Data deduplication is not the only way to improve the efficiency of primary storage. Another aspect to data deduplication is when compression is accomplished. Compression can at times produce greater storage savings than deduplication, when used in data sets with variable amounts of empty space (such as databases) and in large repositories of unstructured data with few duplicates but many file types that can be compressed.
Compression occurs with either inline or postprocessing as the most common options. ZFS features inline deduplication, where duplicate chunks are identified and removed before they are written to the back-end disk drives of the array. The benefit of this is that data is immediately compressed, unlike the postprocess technique that requires additional disk space to hold all the data and have it deduplicated by a scheduled process later.
Advantages Inline Compression
- Improved IO efficiency – reduce write time
- Reduce overall storage footprint
- Increased internal bandwidth of the array
- 1.2 – 3.8 compression ratios
- 12.5% compression threshold to prevent data inflation
In a ZFS storage solution shares can optionally compress data before writing to the storage pool, allowing for greater storage utilization at the expense of increased CPU utilization. Four levels of compression are offered, allowing users to choose from the fastest compression (which works in simple
inputs but with lesser CPU resources) to the best compression (highest compression but consumes a more CPU resources). If compression doesn’t yield a minimum amount of space savings, then the process is aborted in order to avoid timely decompression when the data is being read back. If implemented with deduplication, the data is first compressed and then deduplicated.

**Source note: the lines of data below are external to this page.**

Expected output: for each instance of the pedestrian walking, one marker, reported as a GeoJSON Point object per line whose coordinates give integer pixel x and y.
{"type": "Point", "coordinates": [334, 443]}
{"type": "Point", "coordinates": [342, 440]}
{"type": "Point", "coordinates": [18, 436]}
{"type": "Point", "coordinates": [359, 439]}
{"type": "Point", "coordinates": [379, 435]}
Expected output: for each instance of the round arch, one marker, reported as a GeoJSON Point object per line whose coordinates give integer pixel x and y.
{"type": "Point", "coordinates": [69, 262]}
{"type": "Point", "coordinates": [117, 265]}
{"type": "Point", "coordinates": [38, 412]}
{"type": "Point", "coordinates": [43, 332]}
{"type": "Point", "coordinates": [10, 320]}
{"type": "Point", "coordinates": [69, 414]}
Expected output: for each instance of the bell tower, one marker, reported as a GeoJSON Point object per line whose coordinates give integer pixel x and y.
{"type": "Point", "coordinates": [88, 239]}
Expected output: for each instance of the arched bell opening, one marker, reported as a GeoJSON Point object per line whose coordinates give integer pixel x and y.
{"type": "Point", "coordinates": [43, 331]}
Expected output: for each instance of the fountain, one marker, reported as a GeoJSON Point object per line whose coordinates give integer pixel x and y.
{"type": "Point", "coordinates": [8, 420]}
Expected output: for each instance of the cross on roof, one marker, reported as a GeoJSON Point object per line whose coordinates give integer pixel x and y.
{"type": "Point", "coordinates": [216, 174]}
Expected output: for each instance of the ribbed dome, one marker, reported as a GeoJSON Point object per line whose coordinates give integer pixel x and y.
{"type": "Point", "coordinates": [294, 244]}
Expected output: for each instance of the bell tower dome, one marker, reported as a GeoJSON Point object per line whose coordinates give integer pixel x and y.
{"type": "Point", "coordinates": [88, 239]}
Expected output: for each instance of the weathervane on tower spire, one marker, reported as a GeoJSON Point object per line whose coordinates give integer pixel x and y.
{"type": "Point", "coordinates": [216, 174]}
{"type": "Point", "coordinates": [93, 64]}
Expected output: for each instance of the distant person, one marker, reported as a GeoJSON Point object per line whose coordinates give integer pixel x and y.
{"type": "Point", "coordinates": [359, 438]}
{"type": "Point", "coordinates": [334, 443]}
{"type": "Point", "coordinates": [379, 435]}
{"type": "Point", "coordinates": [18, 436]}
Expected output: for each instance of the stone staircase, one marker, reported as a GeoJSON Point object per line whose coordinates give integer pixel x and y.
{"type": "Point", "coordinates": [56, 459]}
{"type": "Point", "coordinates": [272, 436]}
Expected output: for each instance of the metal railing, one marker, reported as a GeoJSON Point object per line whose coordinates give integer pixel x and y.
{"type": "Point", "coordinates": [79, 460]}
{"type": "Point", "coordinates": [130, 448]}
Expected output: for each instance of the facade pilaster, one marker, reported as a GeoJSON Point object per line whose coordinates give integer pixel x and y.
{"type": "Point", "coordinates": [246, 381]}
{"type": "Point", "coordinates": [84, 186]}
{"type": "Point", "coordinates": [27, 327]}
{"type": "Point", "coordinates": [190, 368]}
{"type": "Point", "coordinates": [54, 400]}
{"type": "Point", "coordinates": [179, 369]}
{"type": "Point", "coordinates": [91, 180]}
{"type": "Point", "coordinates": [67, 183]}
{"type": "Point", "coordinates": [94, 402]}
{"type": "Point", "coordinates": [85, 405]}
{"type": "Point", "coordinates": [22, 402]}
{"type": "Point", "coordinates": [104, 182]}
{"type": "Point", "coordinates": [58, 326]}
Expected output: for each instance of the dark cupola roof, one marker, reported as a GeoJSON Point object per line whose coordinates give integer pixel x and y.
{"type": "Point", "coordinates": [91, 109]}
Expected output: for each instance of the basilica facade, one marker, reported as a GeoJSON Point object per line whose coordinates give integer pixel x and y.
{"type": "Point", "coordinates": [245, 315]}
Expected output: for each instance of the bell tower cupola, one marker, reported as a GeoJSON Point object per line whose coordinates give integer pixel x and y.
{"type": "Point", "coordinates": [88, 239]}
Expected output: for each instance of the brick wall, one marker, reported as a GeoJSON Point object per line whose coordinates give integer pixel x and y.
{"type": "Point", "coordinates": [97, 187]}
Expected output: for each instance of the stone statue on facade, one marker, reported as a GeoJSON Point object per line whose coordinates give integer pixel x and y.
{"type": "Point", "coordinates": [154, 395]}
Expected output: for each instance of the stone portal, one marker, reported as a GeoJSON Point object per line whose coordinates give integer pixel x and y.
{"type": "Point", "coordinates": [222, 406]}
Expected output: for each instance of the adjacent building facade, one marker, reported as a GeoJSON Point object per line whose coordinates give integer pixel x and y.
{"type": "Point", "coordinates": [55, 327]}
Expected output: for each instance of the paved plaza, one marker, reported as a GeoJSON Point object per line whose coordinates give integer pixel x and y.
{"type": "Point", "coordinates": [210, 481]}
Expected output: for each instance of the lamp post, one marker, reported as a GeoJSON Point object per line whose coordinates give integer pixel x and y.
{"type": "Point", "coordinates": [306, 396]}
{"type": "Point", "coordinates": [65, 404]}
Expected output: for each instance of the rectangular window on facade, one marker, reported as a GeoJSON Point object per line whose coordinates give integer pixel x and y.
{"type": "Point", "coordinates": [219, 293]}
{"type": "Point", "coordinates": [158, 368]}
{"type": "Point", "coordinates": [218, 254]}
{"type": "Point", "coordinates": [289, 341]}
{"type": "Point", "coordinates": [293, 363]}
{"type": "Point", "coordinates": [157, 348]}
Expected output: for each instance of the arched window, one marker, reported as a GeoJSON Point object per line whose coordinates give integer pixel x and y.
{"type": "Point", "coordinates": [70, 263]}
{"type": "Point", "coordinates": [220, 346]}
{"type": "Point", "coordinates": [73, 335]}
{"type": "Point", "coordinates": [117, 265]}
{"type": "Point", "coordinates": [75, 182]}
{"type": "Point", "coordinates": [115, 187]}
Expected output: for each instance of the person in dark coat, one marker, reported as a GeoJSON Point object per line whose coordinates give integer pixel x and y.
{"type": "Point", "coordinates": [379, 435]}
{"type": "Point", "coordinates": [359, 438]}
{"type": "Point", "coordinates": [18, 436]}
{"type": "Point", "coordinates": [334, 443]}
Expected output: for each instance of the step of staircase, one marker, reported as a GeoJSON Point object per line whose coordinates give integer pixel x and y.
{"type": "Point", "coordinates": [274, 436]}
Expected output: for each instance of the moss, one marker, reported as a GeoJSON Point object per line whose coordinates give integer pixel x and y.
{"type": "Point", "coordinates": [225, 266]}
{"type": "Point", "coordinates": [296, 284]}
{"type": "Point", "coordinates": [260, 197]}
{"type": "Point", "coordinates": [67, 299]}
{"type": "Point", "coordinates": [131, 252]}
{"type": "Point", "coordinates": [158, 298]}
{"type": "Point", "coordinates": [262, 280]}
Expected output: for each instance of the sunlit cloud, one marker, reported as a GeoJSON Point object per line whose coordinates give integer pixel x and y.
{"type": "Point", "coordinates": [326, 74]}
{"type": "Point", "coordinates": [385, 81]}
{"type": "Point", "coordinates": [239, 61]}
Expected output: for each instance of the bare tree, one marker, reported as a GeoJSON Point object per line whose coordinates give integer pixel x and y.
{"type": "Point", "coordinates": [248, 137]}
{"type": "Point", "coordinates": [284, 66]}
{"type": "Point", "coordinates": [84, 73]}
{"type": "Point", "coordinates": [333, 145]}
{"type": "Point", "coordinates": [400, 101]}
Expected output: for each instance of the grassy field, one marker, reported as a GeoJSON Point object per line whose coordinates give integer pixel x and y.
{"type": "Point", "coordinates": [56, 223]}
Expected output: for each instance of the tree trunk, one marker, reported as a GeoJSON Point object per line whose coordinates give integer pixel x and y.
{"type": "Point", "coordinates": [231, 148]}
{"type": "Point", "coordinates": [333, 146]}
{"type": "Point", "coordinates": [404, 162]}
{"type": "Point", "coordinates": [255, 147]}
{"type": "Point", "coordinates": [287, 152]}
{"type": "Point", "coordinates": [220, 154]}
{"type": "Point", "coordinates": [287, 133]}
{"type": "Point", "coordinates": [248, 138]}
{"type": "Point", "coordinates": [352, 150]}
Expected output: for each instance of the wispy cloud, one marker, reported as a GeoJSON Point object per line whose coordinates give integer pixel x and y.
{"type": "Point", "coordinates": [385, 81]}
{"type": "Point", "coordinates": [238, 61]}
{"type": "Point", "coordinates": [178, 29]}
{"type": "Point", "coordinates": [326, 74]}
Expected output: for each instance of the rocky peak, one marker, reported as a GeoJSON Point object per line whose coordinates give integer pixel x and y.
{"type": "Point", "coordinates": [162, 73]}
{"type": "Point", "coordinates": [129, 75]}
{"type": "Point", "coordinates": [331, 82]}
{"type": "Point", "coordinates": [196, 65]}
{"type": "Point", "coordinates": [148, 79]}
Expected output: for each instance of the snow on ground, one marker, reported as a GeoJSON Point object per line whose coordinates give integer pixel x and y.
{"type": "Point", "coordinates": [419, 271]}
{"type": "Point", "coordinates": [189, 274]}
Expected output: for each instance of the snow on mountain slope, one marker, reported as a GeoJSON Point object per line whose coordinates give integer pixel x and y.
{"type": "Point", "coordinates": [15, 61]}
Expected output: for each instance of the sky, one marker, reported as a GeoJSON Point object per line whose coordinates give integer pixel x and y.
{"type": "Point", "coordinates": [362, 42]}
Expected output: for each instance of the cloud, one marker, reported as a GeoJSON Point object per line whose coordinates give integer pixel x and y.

Typical Data Compression Ranges
Office File share docs 1.2 – 1.6
Messaging databases 1.2 – 1.8
Structured databases 1.5 – 2.1
Virtual machine images 1.5 – 3.0
HTML files 1.6 – 2.0
Uncompressed Images 1.9 – 3.5
Executables 2.0 – 2.4
Uncompressed Videos 2.2 – 3.8
As with deduplication, data compression can improve the performance of data protection by replicating, backing up, and restoring the data in its compressed form. Given all of this, there is very little reason to not be using compression for all your data; there is minimal downside, and a significant upside with most applications.